A triple-combination treatment for pancreatic cancer has shown promise in early animal tests, pointing to a potential new treatment for a disease with a notoriously poor survival rate.
Considered one of the deadliest common cancerPancreatic cancer has a five-year relative survival rate of around 13% – meaning that roughly 87% of people with cancer are expected to die within five years of diagnosis. This survival rate can drop by as much as 1% in people diagnosed in the very late stages of the disease.
“These studies pave the way for designing new combination therapies that can improve survival for patients with pancreatic ductal adenocarcinoma. [the most common pancreatic cancer]” said the authors of the study and declaration. “These results point the way for the development of new clinical trials.”
Early stage pancreatic cancer grows silently in the abdomen without any obvious symptoms.

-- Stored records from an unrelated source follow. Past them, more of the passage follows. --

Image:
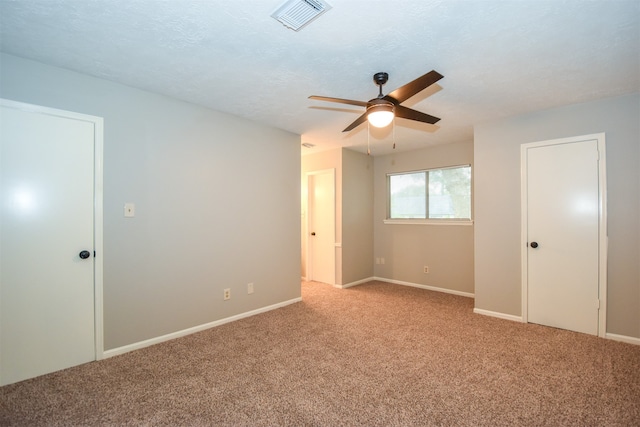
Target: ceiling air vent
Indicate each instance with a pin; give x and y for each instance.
(295, 14)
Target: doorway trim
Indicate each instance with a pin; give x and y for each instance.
(602, 223)
(309, 267)
(98, 215)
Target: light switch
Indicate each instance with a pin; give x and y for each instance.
(129, 210)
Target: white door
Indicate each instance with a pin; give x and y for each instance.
(321, 228)
(47, 315)
(563, 218)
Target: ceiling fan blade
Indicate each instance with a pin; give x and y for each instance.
(358, 122)
(339, 100)
(411, 114)
(407, 91)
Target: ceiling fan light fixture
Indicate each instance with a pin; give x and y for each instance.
(380, 114)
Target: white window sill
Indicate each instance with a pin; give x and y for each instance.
(463, 222)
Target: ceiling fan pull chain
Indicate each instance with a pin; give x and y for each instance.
(393, 134)
(368, 139)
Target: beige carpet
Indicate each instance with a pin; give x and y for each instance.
(373, 355)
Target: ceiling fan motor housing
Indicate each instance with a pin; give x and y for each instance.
(380, 78)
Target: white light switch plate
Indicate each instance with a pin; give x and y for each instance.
(129, 210)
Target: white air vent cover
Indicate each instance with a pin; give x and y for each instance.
(295, 14)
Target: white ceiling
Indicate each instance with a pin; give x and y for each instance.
(499, 57)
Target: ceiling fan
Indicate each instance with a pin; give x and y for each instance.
(381, 110)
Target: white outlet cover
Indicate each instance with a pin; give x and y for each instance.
(129, 210)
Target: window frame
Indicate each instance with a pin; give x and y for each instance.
(428, 221)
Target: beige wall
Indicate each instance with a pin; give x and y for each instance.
(446, 249)
(497, 202)
(357, 217)
(216, 196)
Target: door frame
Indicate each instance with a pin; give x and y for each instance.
(309, 257)
(602, 222)
(98, 215)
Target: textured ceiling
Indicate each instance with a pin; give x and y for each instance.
(499, 57)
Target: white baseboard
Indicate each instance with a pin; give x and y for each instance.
(427, 287)
(188, 331)
(358, 282)
(498, 315)
(622, 338)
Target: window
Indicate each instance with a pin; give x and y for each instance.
(438, 194)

By the time the disease is detected, it has often already spread to other organs, making it difficult to remove surgically.
Standard treatments such as chemotherapy attack all rapidly dividing cells in the body, often causing a lot of collateral damage in the process of controlling tumor growth. And even then, tumors usually find alternative ways to multiply and become resistant to treatment.

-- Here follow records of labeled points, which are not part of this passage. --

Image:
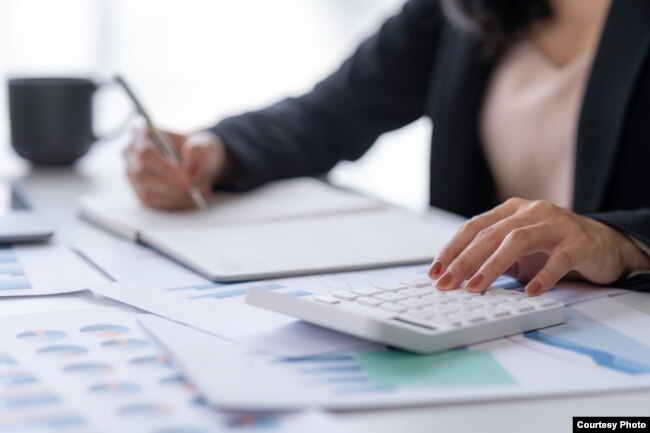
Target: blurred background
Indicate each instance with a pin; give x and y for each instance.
(194, 61)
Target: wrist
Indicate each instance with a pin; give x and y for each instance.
(634, 257)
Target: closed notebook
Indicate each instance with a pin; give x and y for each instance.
(292, 227)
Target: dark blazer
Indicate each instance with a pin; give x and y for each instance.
(420, 65)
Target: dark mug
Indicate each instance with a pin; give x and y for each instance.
(51, 118)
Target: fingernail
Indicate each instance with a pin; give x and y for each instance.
(436, 267)
(534, 288)
(474, 281)
(444, 280)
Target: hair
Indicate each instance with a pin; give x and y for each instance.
(496, 23)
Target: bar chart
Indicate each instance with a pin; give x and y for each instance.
(12, 275)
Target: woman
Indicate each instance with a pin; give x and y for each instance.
(541, 99)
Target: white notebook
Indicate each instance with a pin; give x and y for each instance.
(287, 228)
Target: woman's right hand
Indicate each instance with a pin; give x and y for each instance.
(160, 184)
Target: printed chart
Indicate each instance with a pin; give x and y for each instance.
(565, 359)
(102, 364)
(27, 405)
(43, 269)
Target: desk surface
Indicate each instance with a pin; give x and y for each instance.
(54, 193)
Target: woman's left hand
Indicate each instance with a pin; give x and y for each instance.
(534, 241)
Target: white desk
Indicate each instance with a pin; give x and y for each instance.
(54, 193)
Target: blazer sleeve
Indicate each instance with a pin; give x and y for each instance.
(635, 223)
(381, 87)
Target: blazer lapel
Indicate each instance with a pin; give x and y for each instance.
(618, 61)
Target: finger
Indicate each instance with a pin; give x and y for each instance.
(517, 244)
(156, 195)
(465, 234)
(559, 264)
(481, 247)
(193, 154)
(176, 139)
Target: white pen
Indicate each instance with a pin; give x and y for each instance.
(162, 141)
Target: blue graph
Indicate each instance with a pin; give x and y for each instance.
(12, 276)
(606, 346)
(340, 373)
(227, 291)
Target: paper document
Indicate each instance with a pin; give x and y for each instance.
(27, 405)
(602, 347)
(102, 364)
(220, 309)
(127, 262)
(43, 269)
(121, 212)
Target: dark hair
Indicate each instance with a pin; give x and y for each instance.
(496, 23)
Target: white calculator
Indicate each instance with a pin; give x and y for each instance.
(414, 316)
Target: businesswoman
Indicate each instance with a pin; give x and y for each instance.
(545, 100)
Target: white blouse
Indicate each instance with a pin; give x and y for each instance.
(529, 123)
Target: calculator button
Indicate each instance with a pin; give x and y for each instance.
(497, 313)
(391, 287)
(471, 318)
(522, 308)
(370, 302)
(366, 291)
(346, 296)
(326, 299)
(390, 297)
(418, 283)
(417, 321)
(415, 303)
(415, 292)
(495, 301)
(396, 308)
(419, 314)
(444, 323)
(541, 302)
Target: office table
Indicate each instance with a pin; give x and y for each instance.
(54, 192)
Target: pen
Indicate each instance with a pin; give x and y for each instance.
(162, 141)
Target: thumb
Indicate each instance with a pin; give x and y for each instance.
(192, 155)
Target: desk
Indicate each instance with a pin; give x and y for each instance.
(54, 193)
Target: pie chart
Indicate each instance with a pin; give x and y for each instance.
(126, 344)
(63, 351)
(152, 362)
(41, 335)
(104, 330)
(115, 388)
(89, 369)
(146, 409)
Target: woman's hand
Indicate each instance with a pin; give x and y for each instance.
(537, 242)
(161, 184)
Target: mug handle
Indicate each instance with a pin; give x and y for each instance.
(122, 126)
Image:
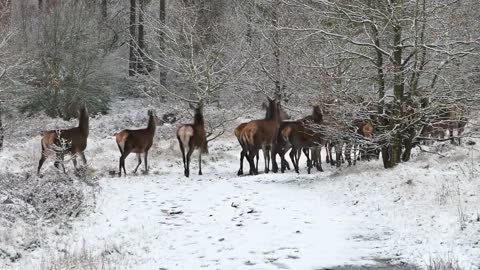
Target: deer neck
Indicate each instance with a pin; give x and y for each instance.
(198, 120)
(151, 124)
(83, 123)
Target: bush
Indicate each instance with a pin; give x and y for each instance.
(67, 55)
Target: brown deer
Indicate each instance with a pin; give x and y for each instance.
(364, 130)
(262, 134)
(137, 141)
(238, 133)
(191, 137)
(66, 141)
(302, 135)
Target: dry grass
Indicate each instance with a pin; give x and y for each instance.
(448, 263)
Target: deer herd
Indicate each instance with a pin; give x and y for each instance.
(274, 135)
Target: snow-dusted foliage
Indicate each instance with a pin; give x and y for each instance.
(396, 83)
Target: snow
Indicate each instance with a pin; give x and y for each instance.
(421, 210)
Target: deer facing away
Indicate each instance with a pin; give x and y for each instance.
(137, 141)
(66, 141)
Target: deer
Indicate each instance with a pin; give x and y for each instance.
(301, 135)
(191, 137)
(66, 141)
(262, 134)
(364, 130)
(138, 141)
(238, 133)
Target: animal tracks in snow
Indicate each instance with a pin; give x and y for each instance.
(236, 223)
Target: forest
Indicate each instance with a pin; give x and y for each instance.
(385, 93)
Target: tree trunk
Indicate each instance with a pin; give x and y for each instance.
(104, 9)
(141, 68)
(2, 130)
(132, 57)
(398, 100)
(276, 51)
(163, 71)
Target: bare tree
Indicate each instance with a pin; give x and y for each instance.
(132, 64)
(403, 42)
(163, 16)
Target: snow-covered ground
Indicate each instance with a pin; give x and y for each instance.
(420, 211)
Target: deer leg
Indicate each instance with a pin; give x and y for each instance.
(252, 153)
(59, 162)
(200, 162)
(139, 158)
(266, 154)
(84, 160)
(189, 154)
(319, 158)
(41, 161)
(284, 164)
(257, 156)
(348, 154)
(298, 154)
(242, 156)
(146, 162)
(307, 151)
(74, 161)
(450, 134)
(182, 149)
(126, 152)
(338, 154)
(293, 155)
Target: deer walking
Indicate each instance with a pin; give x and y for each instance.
(300, 135)
(239, 133)
(262, 134)
(137, 141)
(66, 141)
(191, 137)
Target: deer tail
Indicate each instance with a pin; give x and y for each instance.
(184, 133)
(247, 136)
(286, 134)
(205, 147)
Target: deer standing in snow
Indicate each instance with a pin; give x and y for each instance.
(191, 137)
(66, 141)
(137, 141)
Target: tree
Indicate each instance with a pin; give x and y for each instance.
(402, 42)
(66, 57)
(162, 17)
(132, 64)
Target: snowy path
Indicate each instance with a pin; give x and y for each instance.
(241, 223)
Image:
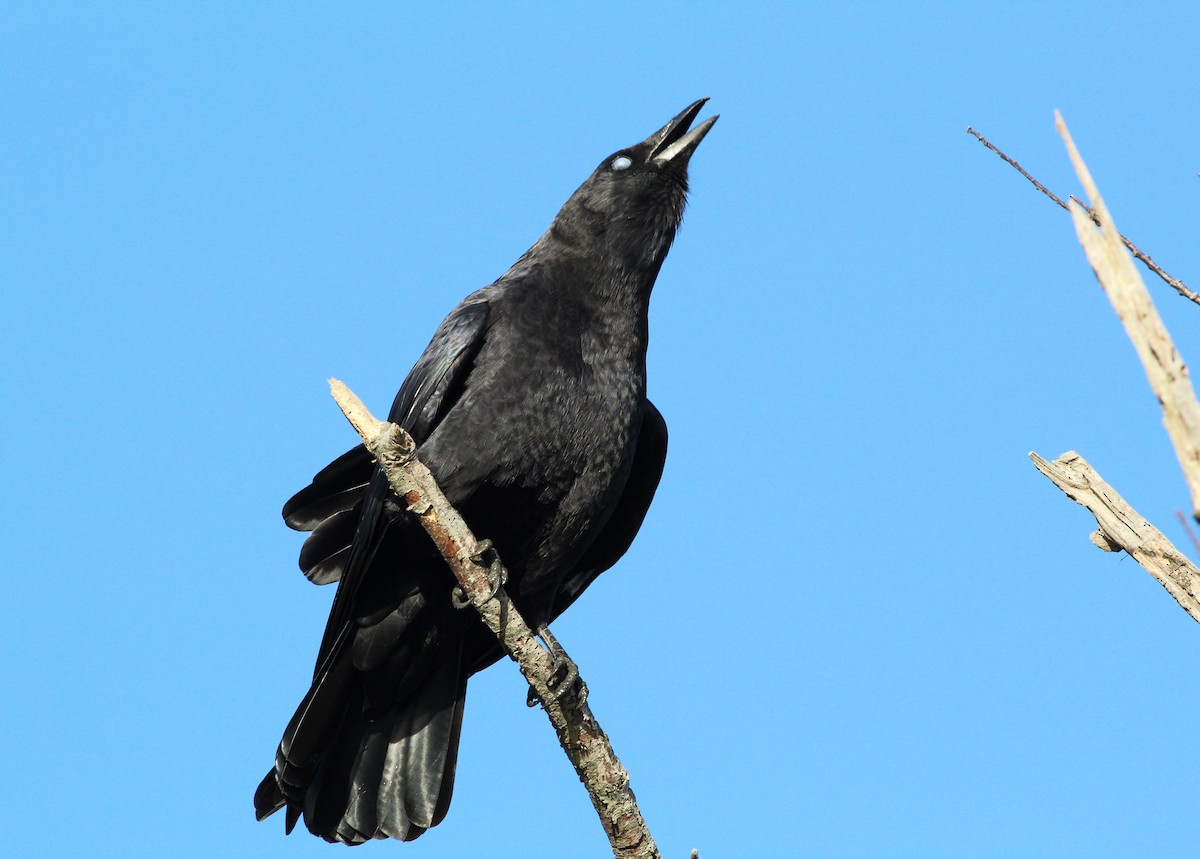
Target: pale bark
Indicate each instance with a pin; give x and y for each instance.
(1121, 528)
(1164, 366)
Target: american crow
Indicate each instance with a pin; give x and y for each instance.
(529, 407)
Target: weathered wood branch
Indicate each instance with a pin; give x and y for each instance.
(1165, 370)
(581, 737)
(1121, 528)
(1174, 282)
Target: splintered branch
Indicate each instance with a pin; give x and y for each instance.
(1174, 282)
(581, 737)
(1122, 529)
(1164, 367)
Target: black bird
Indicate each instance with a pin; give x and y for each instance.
(529, 407)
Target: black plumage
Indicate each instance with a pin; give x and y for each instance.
(529, 408)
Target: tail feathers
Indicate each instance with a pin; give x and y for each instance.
(336, 487)
(388, 776)
(324, 553)
(418, 772)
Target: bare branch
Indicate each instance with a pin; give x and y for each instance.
(1174, 282)
(1164, 367)
(581, 737)
(1122, 529)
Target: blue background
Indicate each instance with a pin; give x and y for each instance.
(856, 623)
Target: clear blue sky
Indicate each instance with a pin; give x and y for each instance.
(856, 623)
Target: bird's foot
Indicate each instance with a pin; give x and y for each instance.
(497, 575)
(564, 679)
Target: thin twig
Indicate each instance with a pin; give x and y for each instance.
(1121, 528)
(1174, 282)
(1165, 370)
(581, 737)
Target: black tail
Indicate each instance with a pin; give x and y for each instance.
(358, 775)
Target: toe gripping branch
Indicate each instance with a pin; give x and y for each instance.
(565, 678)
(485, 554)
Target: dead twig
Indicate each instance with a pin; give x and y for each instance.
(1174, 282)
(1121, 528)
(581, 737)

The new therapy not only prevented the rodents’ cancer from returning, but was also generally non-toxic to the mice and showed no debilitating side effects.
Almost all pancreatic cancers are associated with a mutation in a gene called “KRAS”, which normally controls cell division and growth and keeps them in check. But when the gene is mutated, it gets stuck in the “on” position, leading to an abnormal rate of cell division and cancer.
Prior to the current research, the lead author of the study Carmen Guerraan oncology biologist from the Experimental Oncology Group of the Spanish National Center for Cancer Research (CNIO), developed mouse models to investigate how KRAS mutations and other related pathways help pancreatic tumors survive. While blocking certain KRAS-related pathways can stop small tumors from growing, larger tumors often adapt to “open another door” for survival, she told Live Science.
In their latest work, Guerra and her team analyzed these resistant tumors and found that a protein called STAT3 became highly active when other growth pathways were blocked. This suggests that it could function as an emergency backup pathway for tumor growth.
The team tried to genetically block this pathway in mouse tumor cells, along with other major tumor growth factors. And they observed that the tumors regressed, confirming that STAT3 was indeed a key “resistance mechanism,” Guerra said.
At that point, researchers confirmed that genetically turning off three pathways—KRAS, a KRAS-related pathway, and STAT3—could eliminate tumors. So they set out to test a drug-based version of the strategy.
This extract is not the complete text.